靖婉现在穿的也不是累赘的华服,一身布衣剪裁得很是干练,上个山而已,又不是攀爬悬崖绝壁,小意思。
    兵分两路,大部分的人先一步分散开先去找李鸿渊,后面的护着靖婉后面跟进。
    原以为后面的一行人会很慢,王妃嘛,金尊玉贵,娇滴滴的,山林中行走,如何能快得了,说不定多走几步路就能气喘,结果,很快就发现,他们想太多,晋亲王妃的速度可没慢多少。
    晋亲王可能没沿着山坳走,而上往两侧上了山,这种设想并没有发生,前面很快就传来消息,人已经找到了,就在湖边,不过他们并不敢惊动他。
    山坳里的植被都相对矮小,越靠近湖边,树木倒是高大茂盛起来,不过顶多也就丈许高,远不到参天巨树的程度。
    透过树与树之间的间隙,靖婉也影影绰绰的看到了李鸿渊的身影,曲着一条腿坐在湖边的石头上,莫名的觉得有点萧瑟,靖婉的心脏下意识的揪了一下,脚下的步伐不由自主的加快,而其他的人,都自觉的停了下来,分散在四周,确保看不到也听不到,任何危险也隔绝在外。
    李鸿渊对靖婉的脚步声再熟悉不过,不过依旧坐在那里一动不动,然而,他眼中闪动的情绪,以及阴鸷与算计,也就他自己知道。其实,他很清楚,不管是孙宜霖还是陈正敏,都不能死,至少不能死在他手里,他跟靖婉之间,原本是没有隔阂的,如果他弄死了他们,反而会滋生隔阂,或许不至于不可调和,但是,靖婉的心里肯定有疙瘩。

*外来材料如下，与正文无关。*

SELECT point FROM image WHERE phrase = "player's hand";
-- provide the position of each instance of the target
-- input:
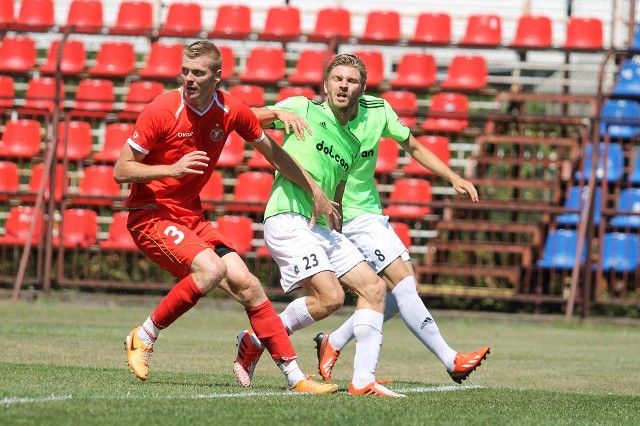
(192, 163)
(322, 206)
(293, 123)
(465, 187)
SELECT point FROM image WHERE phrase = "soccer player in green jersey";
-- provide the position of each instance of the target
(320, 260)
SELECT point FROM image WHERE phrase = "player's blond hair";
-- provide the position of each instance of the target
(349, 60)
(205, 48)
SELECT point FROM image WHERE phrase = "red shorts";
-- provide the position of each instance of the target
(170, 242)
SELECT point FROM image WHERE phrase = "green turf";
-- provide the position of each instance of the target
(64, 363)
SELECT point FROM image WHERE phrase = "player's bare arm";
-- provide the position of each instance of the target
(130, 168)
(291, 121)
(430, 161)
(286, 165)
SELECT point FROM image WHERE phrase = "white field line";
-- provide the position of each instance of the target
(55, 398)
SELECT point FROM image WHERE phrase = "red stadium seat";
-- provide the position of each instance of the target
(119, 236)
(78, 140)
(140, 93)
(72, 61)
(232, 21)
(439, 145)
(382, 26)
(9, 179)
(183, 20)
(239, 230)
(7, 15)
(290, 91)
(94, 98)
(97, 186)
(374, 63)
(115, 136)
(433, 28)
(17, 54)
(332, 22)
(406, 191)
(213, 191)
(483, 30)
(466, 72)
(264, 65)
(228, 62)
(7, 92)
(282, 23)
(310, 67)
(79, 228)
(404, 103)
(21, 139)
(134, 18)
(402, 231)
(85, 16)
(164, 61)
(257, 160)
(114, 59)
(250, 94)
(416, 71)
(388, 152)
(37, 174)
(35, 15)
(583, 33)
(18, 225)
(40, 96)
(233, 151)
(533, 32)
(251, 187)
(449, 112)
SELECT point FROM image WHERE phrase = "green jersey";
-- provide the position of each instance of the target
(376, 119)
(327, 156)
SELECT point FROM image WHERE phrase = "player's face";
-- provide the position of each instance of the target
(343, 87)
(199, 81)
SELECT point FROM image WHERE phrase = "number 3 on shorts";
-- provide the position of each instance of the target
(172, 231)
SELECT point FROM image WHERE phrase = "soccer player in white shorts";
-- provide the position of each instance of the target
(310, 255)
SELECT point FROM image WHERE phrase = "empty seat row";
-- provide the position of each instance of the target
(184, 19)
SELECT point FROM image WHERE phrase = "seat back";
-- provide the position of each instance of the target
(483, 30)
(533, 31)
(583, 33)
(382, 26)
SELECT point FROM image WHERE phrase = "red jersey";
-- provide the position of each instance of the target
(168, 128)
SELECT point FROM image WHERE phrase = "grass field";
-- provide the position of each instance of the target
(63, 362)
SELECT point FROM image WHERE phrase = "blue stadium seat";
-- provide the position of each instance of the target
(620, 118)
(614, 166)
(629, 201)
(576, 201)
(628, 83)
(620, 252)
(560, 250)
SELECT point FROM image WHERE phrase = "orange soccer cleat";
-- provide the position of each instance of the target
(466, 363)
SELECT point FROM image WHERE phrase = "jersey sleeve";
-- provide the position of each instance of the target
(394, 128)
(297, 105)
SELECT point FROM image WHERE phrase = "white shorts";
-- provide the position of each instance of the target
(301, 251)
(376, 239)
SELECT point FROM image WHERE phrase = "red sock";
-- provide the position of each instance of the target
(182, 297)
(270, 330)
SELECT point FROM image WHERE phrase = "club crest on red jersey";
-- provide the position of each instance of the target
(217, 135)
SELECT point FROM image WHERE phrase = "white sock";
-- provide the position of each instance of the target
(420, 322)
(291, 371)
(344, 334)
(148, 333)
(296, 316)
(367, 327)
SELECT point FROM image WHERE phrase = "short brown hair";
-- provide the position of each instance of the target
(349, 60)
(205, 48)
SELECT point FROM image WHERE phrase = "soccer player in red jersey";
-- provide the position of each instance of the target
(171, 154)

    而且,正如靖婉自己所言,她大概真的会记一辈子,而他又怎么会允许?如此这般,矛盾只会越来越深,发展到最后,甚至可能一发不可收拾是,这绝对不是他愿意看到的。谁让他不痛快,不能弄死,他就要十倍百倍的还回去。
    要说李鸿渊现在最疯狂,但是也最理智。疯子不可怕,理智的人不可怕,但是理智的疯子确会相当的可怕。
    靖婉靠近,伸手搭在他的肩上,“阿渊……”
    李鸿渊依旧无动于衷。
    “还在生气吗?”靖婉其实有点无措,明知道他在意什么,可是这个问题目前根本就不能解决,说什么都没用。伸手,从他身后抱住他,脸颊靠在他头侧,“对不起。”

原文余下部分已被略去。